Morgen Abend wollte Kurt Vater besuchen. Als ich nun vorhin unten war, sagte er, Kurt sollte lieber zu uns gehen und er käme rauf. Bei uns sei es doch gemütlicher und wärmer.
Etwas zu trinken hat Kurt für Vater auch mitgebracht. Es freut mich, daß er so an ihn gedacht hat.
Kurt war ganz erstaunt, daß wir wußten, wo er ist. Er konnte gar nicht begreifen, wie wir das herausbekommen haben. Derweil war es an Hand des Schieferkastens doch so einfach.
Vater arbeitet übrigens seit heute da, wo Kurt zuerst gelernt hat.

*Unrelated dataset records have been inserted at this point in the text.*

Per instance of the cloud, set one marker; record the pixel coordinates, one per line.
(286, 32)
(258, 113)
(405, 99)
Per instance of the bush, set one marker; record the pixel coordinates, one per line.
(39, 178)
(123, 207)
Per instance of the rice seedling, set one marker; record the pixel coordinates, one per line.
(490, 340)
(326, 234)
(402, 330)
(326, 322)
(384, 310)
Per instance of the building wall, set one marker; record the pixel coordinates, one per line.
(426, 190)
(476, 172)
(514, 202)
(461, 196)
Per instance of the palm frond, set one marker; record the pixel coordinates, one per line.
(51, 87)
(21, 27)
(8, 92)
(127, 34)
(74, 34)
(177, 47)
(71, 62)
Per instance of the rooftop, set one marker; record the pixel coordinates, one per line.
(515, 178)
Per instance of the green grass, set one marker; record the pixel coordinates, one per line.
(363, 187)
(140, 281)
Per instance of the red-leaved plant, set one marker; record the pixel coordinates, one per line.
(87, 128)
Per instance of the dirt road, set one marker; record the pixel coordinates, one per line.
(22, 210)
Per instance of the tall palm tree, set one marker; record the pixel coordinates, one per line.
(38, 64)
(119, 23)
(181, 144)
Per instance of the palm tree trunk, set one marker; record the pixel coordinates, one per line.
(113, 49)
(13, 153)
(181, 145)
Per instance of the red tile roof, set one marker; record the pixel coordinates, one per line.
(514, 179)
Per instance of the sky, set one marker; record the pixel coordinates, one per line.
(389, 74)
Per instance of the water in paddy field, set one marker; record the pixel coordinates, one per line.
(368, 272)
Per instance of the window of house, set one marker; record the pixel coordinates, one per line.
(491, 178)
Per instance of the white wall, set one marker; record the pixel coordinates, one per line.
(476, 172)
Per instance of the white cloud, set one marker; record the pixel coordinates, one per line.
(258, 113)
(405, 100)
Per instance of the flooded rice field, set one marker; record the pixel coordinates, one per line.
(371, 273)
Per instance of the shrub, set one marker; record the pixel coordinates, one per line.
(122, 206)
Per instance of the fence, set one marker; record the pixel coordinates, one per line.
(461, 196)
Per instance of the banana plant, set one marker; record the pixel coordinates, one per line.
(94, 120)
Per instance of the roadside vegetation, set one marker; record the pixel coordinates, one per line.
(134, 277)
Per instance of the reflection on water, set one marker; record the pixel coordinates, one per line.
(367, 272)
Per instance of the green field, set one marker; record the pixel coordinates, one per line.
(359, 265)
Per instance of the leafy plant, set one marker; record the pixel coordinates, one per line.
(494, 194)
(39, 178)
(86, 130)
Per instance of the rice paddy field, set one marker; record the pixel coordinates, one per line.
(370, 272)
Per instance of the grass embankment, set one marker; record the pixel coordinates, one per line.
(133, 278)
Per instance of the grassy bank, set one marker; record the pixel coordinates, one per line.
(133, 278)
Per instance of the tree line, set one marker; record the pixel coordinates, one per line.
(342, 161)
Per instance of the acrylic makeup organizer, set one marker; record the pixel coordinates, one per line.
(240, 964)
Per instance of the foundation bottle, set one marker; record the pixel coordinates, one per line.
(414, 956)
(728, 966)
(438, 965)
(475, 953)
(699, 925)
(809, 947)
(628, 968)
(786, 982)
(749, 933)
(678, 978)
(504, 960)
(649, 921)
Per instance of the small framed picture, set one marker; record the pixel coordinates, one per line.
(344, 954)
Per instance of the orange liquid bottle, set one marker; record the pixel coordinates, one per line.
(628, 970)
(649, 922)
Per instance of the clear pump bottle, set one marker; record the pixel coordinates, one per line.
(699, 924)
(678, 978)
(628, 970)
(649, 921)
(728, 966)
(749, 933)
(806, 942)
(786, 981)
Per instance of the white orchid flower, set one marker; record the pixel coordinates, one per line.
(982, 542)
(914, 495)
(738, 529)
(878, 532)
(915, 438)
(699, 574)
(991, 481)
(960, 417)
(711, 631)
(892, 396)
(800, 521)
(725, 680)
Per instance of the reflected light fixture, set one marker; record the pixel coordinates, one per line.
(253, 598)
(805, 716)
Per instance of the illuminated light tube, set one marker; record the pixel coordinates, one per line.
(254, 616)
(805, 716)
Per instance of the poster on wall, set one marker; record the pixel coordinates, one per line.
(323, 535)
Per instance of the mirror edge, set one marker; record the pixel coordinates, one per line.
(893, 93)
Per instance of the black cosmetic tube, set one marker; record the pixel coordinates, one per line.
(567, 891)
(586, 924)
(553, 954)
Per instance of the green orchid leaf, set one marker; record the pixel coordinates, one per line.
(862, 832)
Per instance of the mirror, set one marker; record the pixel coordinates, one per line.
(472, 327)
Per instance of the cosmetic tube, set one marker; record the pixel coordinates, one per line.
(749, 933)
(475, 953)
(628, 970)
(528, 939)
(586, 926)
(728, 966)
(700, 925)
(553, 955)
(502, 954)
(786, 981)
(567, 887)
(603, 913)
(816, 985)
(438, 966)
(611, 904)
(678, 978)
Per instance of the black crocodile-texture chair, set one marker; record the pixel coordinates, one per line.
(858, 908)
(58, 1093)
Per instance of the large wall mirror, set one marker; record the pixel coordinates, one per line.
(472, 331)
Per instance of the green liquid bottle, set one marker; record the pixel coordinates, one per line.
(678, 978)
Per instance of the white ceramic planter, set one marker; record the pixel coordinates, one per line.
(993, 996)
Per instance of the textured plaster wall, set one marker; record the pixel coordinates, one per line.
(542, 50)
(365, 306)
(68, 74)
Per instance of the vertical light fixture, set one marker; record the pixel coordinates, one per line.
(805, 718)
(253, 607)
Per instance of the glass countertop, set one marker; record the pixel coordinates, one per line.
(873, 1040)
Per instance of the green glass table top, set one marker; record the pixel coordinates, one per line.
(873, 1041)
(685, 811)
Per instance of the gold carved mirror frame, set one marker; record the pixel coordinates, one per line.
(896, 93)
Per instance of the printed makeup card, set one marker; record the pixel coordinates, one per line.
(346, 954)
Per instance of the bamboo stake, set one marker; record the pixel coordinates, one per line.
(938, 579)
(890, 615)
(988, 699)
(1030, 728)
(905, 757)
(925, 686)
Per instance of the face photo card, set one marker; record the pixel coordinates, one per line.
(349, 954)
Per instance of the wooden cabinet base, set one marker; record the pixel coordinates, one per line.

Es ist dort eine Abteilung der Firma untergebracht, bei der Vater schafft. Da hat er es ja jetzt gar nicht mehr weit. Er kann sogar mittags einmal nach hause gehen.
Ich habe gestern 2 Seegrasunterlagen für die Kinder gekauft, auf die sie sich setzen können, wenn sie auf dem Boden spielen. Sie können sie aber auch als Fußunterlagen verwenden. Ich möchte doch, daß unsere Kinder gesund bleiben und der Boden ist jetzt doch ziemlich kalt.
Einen Brief habe ich auch heute von Dir nicht bekommen. Ich hoffe, daß morgen wieder einer kommt.
Sei nun für heute wieder recht herzlich gegrüßt und geküßt von Deiner Anni.